Friday, August 19, 2011

Brief Overview - Yesterday And Today


Yesterday was like a switch had been thrown - Wednesday was a day with isolated storms and rainfall in southeast Arizona, while Thursday saw almost 100% coverage of rain across the entire TUS CWA (see 0100 UTC IR image above), with many heavy rain reports. Only two sites in the eastern Pima County ALERT network did not measure rainfall. A remarkable 19 sites had more than an inch, and 3 sites (plus the Saguaro RAWS gauge) had more than 2 inches. Most of these heavy amounts fell in the Catalinas and their foothills (see earlier post and photo below). Here at the house we ended up with 0.36" from steady light, anvil rains that fell for about 3 hours - there appeared to be several nearby postive CGs between 7:00 and 7:30 pm MST. I watched the radar loops between 5 and 7 pm and observed echo cores moving in almost every direction, as the outflows ran off the higher elevations. Really quite a remarkable event, given the synoptic flow situation. Both the WRF and NAM had forecast a considerable upturn yesterday and certainly got the trend, if not the details, right.With the heavy rains, I expected the Rillito to be flowing at sunrise this morning, but it wasn't. The USGS gauge at Rillito and Dodge (about a mile away) shows that flow reached almost 1500 cfs, with a flash flood kind of spike occurring before midnight (see below).


The Phoenix area apparently got some lightning and thunder and more dust, but little rain. There were several reports of wind damage from Sells northward to the Phoenix area as strong outflows ran west and northwestward.
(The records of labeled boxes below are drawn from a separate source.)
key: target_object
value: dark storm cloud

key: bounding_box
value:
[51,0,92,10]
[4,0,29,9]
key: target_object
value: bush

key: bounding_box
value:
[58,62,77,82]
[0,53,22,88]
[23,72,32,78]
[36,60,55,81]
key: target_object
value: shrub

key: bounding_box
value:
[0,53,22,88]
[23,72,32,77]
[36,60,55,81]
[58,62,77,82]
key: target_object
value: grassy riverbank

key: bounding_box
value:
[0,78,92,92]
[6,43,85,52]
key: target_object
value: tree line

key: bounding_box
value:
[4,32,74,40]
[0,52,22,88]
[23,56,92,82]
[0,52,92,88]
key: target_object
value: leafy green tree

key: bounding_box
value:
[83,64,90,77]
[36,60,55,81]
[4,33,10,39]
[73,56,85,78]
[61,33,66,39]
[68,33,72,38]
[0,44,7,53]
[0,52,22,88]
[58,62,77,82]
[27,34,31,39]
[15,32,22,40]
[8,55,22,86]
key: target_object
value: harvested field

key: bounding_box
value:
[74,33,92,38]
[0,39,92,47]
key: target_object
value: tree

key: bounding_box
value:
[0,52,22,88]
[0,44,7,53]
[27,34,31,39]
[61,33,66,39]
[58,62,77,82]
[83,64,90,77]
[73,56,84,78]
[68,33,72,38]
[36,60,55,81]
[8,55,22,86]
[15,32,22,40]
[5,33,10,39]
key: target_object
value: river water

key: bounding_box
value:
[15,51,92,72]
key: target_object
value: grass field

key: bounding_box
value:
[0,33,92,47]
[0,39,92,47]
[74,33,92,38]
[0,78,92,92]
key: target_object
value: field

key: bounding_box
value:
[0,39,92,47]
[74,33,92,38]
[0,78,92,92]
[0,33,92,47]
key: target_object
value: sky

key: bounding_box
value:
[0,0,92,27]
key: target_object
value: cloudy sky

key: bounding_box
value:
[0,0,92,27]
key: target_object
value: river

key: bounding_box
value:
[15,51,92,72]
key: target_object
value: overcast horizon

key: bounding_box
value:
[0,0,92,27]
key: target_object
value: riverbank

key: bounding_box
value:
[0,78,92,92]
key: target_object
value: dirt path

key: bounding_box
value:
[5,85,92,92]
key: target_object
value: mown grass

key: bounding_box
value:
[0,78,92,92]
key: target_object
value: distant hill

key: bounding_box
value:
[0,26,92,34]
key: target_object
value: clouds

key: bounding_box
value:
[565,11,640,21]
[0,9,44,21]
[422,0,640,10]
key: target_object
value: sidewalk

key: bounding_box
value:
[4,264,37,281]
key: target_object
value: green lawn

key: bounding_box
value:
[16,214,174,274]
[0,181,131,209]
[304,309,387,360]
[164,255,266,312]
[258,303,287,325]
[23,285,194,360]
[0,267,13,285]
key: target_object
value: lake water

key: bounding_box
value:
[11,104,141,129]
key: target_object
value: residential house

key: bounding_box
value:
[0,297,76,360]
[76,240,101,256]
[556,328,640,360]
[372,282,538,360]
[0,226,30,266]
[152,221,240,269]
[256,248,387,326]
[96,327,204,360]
Jack Hales sent a link to a loop from the Kitt Peak webcam looking north - it is quite fascinating to watch - thanks Jack!       http://www.youtube.com/watch?v=E9Exs5FiOGc


Finally, today there is considerable cloudiness lingering this morning with some showers to the north (see 1400 UTC visible image above). Flow at 500 mb is from the north. The very large, 500 mb anticyclone has three distinct circulation centers this morning - one near Yuma, another over northwest Kansas, and the third over central Texas. Thus, there are several weak troughs wandering around inside the anticyclone. Winds remain weak through much of the trpopsphere. Drier air is over southwestern Arizona, while southeastern Arizona continues to drip with PW. The models forecast a shift of the heaviest activity to the north and northeast today, which appears reasonable given how much CAPE was expended yesterday in the southeast part of state. The early WRF-GFS forecasts some late storms in the Tucson area, but its initialization may have again had problems since it did not catch the morning clouds and showers.